The GraphNode class is used to represents nodes on the mesh. When creating a node the user must specify

  1. a unique ID number (integer)
  2. its x and y world coordinates

The ID number is used to identify a particular node in the mesh so it is important to make sure it is unique.

Edges

The GraphEdge class is used to represent a one-way connection between 2 nodes. This means that if a connection between two nodes can be traversed in both directions then 2 GraphEdge objects are required. So in the digraph above, there are in fact 14 edges!

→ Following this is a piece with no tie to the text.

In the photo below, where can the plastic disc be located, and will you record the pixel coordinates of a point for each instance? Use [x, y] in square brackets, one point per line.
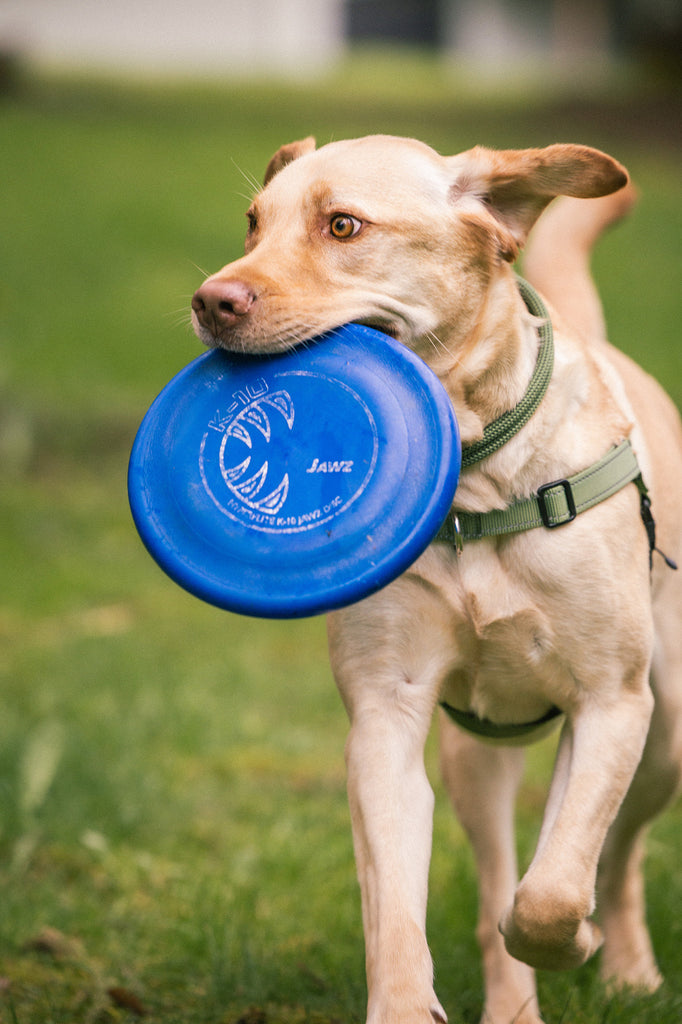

In most cases the user does not have to work with GraphEdge objects directly, they are created by the Graph class provide the user specifies

  1. the ID number of the start node
  2. the ID number of the end node
  3. the cost of traversing from the start to end node
  4. the cost of traversing back from the end to the start node (Optional - used for bidirectional connections)

Path Finding

There is not much point to having a graph if there is no means to calculate paths between nodes. The library provides four path finding algorithms -

  1. BFS (Breadth first search)
  2. DFS (Depth first search)
  3. Dijkstra
  4. A* (pronounced A star) using 'Manhattan' or 'Crow Flight' heuristic

There many resources on the Internet that describe these algorithms in mind-boggling detail so I won't do that here. In most scenarios the A* with Crow Flight heuristic is likely to provide the best or, at least an acceptable solution.

Some examples of creating meshes and using path finding can be found in the Programming Guides.

Summary

The graph implementation in this library is both generic and flexible in that it provides a one-size fits all solution. Advanced users can add addition functionality by extending the GraphNode and GraphEdge classes to suit their needs. They can also code and use their own path-finding algorithms.